Senate Majority Leader Harry Reid (D-NV) told KNPR radio Friday that he hopes Republicans’ ongoing opposition to President Obama is driven by “substance” and not race.

“My counterpart, Mitch McConnell, said at the the beginning of the presidency of Barack Obama that he had one goal — and that is to defeat Obama and make sure he wasn’t re-elected. And that’s how they legislate in the Senate,” he said. “It was really bad. And we’re now seven months into this second term of the president’s and they haven’t changed much.”

“It’s been obvious that they’re doing everything they can to make him fail,” Reid said. “And I hope, I hope — and I say this seriously — I hope that’s based on substance and not the fact that he’s African-American.”

Just Dingy being Dingy. There’s no one in Congress who relishes an effortless smear as much as he does, be it dumb racial demagoguery of his opponents, baselessly accusing Romney of not paying his taxes, or hint-hinting that John McCain, whom he can’t praise highly enough lately, might be borderline deranged and therefore unfit for the presidency. Too bad the the radio host didn’t ask him the obvious follow-up: Does he think, correspondingly, that Democrats support Obama in part because of his race? Before you dismiss that as a rhetorical question, remember that Reid allegedly once said that he thought O’s race was a net plus for him in the 2008 primary. But only because he had, ahem, “no Negro dialect.”

Advertisement

Let’s clear the air of his verbal farts with a little music, shall we?

Update: Better watch the video twice. It’s still stinky in here.

“Who is the tea party? Well, understand, when I was in school, I studied government, among other things, and prior to World War I and after World War I we had the anarchists,” Reid began. “Now they were violent — you know, some say that’s what started World War I, the anarchy moment — but they were violent. They did damage to property and they did physical damage to people.”

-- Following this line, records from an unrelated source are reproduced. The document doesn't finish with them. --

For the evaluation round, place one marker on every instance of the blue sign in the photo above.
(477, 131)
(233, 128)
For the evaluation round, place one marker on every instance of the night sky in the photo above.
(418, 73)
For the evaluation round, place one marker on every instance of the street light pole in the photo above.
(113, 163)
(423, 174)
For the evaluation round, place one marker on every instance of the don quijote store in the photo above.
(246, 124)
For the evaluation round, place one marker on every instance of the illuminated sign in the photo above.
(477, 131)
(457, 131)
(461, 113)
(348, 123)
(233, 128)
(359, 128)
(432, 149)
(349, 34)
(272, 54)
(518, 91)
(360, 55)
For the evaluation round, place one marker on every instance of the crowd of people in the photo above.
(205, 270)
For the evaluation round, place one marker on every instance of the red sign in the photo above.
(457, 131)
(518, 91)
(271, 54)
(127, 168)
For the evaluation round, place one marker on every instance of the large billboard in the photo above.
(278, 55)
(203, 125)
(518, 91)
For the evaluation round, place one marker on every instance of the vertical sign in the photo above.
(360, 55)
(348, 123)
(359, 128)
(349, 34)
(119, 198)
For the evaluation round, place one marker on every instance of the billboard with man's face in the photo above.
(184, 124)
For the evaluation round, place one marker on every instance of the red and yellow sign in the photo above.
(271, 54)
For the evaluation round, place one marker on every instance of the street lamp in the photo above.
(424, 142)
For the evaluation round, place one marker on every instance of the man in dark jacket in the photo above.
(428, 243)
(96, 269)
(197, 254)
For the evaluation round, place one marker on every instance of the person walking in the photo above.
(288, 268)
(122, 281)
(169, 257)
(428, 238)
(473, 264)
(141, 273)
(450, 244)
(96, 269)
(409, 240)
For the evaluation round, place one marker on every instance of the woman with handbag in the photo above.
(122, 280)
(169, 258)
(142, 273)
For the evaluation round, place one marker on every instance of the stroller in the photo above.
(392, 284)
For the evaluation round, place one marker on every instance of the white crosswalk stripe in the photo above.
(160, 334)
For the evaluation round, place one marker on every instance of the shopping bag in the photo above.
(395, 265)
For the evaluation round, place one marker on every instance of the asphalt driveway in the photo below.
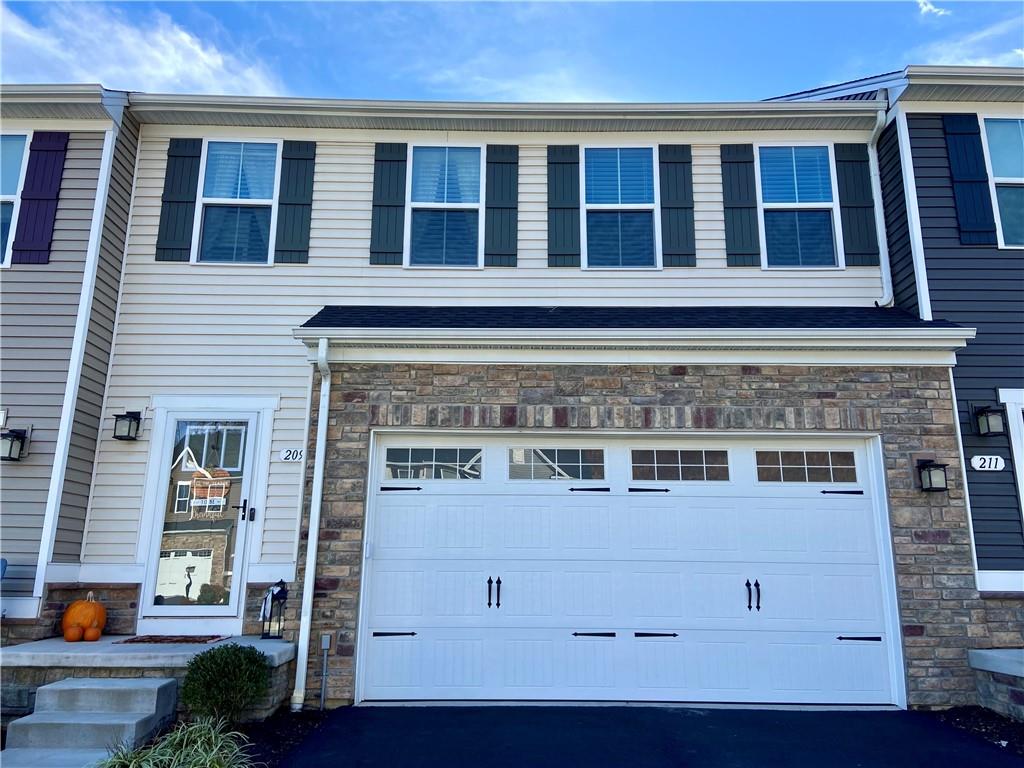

“The modern anarchists don’t do that — that’s the tea party,” Reid clarified. “But they have the same philosophy as the early anarchists: They do not believe in government. Anytime anything bad happens to government, that’s a victory to them. And that’s what’s happened. We have absolute gridlock created by a group of people who represent few Americans. But it makes it extremely difficult to get things done.”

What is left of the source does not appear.